Chaouki Choukini: Corpus

2 min read

Publisher: Kaph Books
Publication date: 2019

Price: $45.00
Canvas rating: *****

Corpus is an unusual take on the works of Lebanese sculptor Chaouki Choukini by art critic Kevin Jones. Coupled with evocative poems by Salah Stétié, the insightful prose tugs at the threads of Choukini’s invisibility in The art world – a disappearance at odds with his relentless output for the past 50-odd years. Part-short story part lyrical essay, with a parallel non-linear sequence of images and sketches, grouped thematically rather than chronologically, it steers away from strict biography. The meandering form expands on the idea of corpus, signifying both a body corps.
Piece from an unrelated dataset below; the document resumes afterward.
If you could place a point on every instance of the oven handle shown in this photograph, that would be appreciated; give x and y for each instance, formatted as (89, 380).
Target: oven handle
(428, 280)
Despite the consistency in Choukini’s medium, his works have evolved from early figuration at the largely traditional École nationale supérieure des beaux-arts to a complicated perspective of hybrid structures that marry horizontal, vertical and lateral front-to-back planes. In this expanded

dimensionality of mass versus crevice, the artist’s body is always implicit. Monumental but on a human scale, the artist’s signature mechanical-looking contraptions are marked more by a static suspension than movement. Jones presents these works as greater than the sum of their parts, matching the artist’s whole-body techniques with equally muscular descriptions. While many are totemic or in precarious balance, others become stratified plateaus, defunct musical instruments or the oblique objects of a cabinet of curiosities. Corpus is a decidedly powerful gesture in rendering visibility to what a largely unknown, idiosyncratic sculptor sees. As Jones states, “The sculptor constantly disrupts our notion of foreground and background, almost antagonizing our sensitivity to fathom what is in front us, and what he wants to bleed in from the distance.”